Would the military commanders, in full ceremonial regalia, that were on the invitation list speak? the Master of Ceremony had asked. No, thank you. The same went for the cabinet ministers. Any Nigerian who watched the symposium, and saw the ministers where they sat sanctimoniously on the other side of the rostrum must have imagined they were worshipers that came to listen to a sermon; what with the way they collectively kept dignified silence? That of elder statesmen present was understandable. It is the territory of elders to give counsel away from public spaces.

And Mr President said, “I was very angry” three times in his short address. ‘Angry’ as a word at such high-profiled gathering? He said he was at the time he arrived office and saw the sharp division that must, of constitutional necessity, exist among the three arms of government. He would love to see them work more closely, he said. It was the core of his comment at the symposium, and so uncomfortable he felt about any polarization between the executive arm of government and the legislature that he declared Cabinet system of government better than the presidential system which the nation has at the moment. He expressed his chagrin too that any member of the ruling party in the legislature would oppose his bills on the floor of the House. All of that amounted to a swish of the cane at the principle of Separation of Power that is central to the practice of presidential system. How should Nigerians interpret this?

That the presidency has always held an unfavourable view of the principle of checks and balances that goes with Separation Powers? And because the ruling party provides the platform by which officials arrived power, and the manifesto of the party is like a law, none of its members should express a view contrary to that of the government?

Opinion here is that there is need to worry when a principle is sacrosanct to the practice of a system of government approved by the constitution, yet the number one defender of what the constitution says is impatient with it. Great leaders navigate their way through the maze that the constitution dictates, rather than express disdain for it as it was done at the Democracy Symposium. The ability of a sitting leader to successfully walk though the spider’s web of entrenched principles of presidential system is what stands certain American presidents out, for example. Such has them recorded in the mind of the people as all time greats.

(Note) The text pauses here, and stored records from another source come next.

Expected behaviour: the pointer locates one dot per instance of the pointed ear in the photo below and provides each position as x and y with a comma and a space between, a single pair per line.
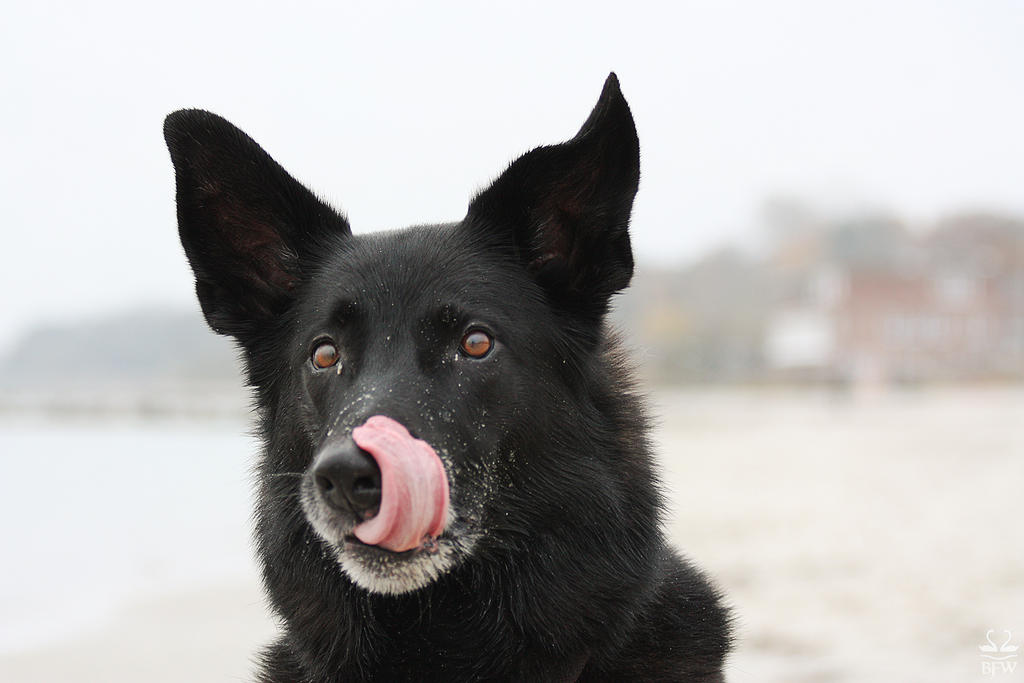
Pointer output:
564, 210
250, 230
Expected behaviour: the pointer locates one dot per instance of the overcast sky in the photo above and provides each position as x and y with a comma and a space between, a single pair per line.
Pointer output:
397, 117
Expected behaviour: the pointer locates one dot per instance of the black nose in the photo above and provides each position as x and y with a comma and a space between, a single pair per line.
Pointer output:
348, 479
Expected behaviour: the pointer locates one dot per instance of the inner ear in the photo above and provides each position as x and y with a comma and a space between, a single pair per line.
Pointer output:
251, 231
563, 210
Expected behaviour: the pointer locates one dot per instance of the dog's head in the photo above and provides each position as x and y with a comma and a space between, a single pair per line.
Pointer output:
412, 384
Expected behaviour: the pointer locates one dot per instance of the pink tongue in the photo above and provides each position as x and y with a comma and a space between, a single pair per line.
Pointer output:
414, 487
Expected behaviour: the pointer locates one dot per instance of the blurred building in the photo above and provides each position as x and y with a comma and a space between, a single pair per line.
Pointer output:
871, 302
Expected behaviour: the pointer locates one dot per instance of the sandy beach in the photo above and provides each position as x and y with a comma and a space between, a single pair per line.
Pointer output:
859, 538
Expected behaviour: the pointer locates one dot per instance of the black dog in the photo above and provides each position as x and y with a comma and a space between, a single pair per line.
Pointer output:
457, 478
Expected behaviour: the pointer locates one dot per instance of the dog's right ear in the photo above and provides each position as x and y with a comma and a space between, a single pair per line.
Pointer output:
251, 231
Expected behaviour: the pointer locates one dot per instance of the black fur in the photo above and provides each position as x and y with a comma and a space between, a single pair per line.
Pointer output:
559, 569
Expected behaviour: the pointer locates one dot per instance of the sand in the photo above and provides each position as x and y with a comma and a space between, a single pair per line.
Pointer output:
859, 538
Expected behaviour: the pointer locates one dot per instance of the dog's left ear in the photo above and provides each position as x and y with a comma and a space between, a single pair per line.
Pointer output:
564, 210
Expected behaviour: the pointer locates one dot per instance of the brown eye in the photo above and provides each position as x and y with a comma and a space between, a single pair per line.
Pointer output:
325, 355
476, 343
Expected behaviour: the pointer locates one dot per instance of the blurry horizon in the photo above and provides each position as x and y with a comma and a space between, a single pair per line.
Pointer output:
398, 115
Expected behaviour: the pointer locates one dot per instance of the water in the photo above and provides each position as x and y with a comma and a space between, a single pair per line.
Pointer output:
94, 516
859, 538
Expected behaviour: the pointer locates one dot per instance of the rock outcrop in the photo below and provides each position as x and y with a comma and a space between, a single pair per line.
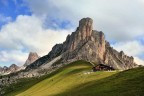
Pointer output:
10, 69
90, 45
33, 56
83, 44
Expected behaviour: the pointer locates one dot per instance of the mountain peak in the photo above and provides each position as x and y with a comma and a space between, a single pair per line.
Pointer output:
32, 57
85, 27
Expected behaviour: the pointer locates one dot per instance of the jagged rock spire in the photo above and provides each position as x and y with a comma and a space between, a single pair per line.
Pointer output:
33, 56
85, 27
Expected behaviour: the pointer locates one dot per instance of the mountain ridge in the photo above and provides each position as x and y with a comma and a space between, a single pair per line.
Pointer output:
90, 45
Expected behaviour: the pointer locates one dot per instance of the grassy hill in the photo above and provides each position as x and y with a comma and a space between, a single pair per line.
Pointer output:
73, 80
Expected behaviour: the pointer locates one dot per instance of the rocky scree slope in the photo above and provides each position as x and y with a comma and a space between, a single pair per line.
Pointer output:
90, 45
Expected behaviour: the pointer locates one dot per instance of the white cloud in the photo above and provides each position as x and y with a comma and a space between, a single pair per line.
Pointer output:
13, 56
121, 20
139, 61
5, 19
27, 33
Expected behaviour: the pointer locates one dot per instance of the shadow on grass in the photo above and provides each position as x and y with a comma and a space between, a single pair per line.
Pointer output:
127, 83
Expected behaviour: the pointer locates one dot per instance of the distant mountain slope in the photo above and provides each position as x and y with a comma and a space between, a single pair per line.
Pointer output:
89, 45
75, 79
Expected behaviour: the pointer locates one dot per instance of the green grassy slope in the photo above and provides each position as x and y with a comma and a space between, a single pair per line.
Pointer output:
71, 81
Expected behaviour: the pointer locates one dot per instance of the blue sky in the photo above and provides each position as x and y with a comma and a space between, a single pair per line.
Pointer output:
37, 25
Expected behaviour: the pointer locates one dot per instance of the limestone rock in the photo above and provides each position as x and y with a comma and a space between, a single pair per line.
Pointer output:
90, 45
33, 56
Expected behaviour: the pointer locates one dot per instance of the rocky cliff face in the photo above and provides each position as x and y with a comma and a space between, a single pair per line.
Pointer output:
83, 44
90, 45
33, 56
7, 70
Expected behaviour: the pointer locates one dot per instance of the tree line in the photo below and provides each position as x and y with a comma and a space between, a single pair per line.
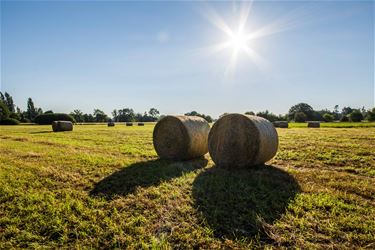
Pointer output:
300, 112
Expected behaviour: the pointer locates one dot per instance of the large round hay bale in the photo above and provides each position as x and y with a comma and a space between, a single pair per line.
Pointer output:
181, 137
58, 126
313, 124
281, 124
237, 140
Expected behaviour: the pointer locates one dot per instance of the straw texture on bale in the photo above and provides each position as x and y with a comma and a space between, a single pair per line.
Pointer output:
62, 126
281, 124
181, 137
313, 124
237, 140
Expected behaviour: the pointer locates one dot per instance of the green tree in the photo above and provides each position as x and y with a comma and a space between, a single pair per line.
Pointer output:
100, 116
371, 115
31, 112
328, 117
301, 107
356, 116
4, 111
300, 117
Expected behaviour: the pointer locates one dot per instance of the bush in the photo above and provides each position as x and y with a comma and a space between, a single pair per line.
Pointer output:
356, 116
15, 116
328, 117
344, 118
45, 119
4, 111
371, 115
9, 121
300, 117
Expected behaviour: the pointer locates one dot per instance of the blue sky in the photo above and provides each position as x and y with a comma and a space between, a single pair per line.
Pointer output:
107, 55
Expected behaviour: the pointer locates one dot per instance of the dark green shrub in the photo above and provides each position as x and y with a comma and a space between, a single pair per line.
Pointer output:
328, 117
356, 116
4, 111
344, 118
300, 117
45, 119
371, 115
15, 116
9, 121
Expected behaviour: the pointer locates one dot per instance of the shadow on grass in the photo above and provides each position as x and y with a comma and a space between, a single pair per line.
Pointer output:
241, 203
41, 132
144, 174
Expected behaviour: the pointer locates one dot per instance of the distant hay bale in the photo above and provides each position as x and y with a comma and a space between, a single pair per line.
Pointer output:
181, 137
58, 126
313, 124
281, 124
237, 140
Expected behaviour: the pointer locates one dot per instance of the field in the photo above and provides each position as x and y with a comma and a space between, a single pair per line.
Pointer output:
100, 187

A closer assessment of what transpired at the Democracy Symposium would give reason to be concerned, for it has effects and such can easily reflected on what the government does, and what the think-tank behind the throne pursue as an agenda. Is there an agenda to silence every opposing view, which was the reason the opposition was missing on the symposium’s invitation list? The effect these nuances on the nation and its democracy cannot be wished away, because it showed that the government had set out not to hear anything but its own voice. And how would that work out in term of building a strong and virile democracy when the government carries itself as if it knows it all?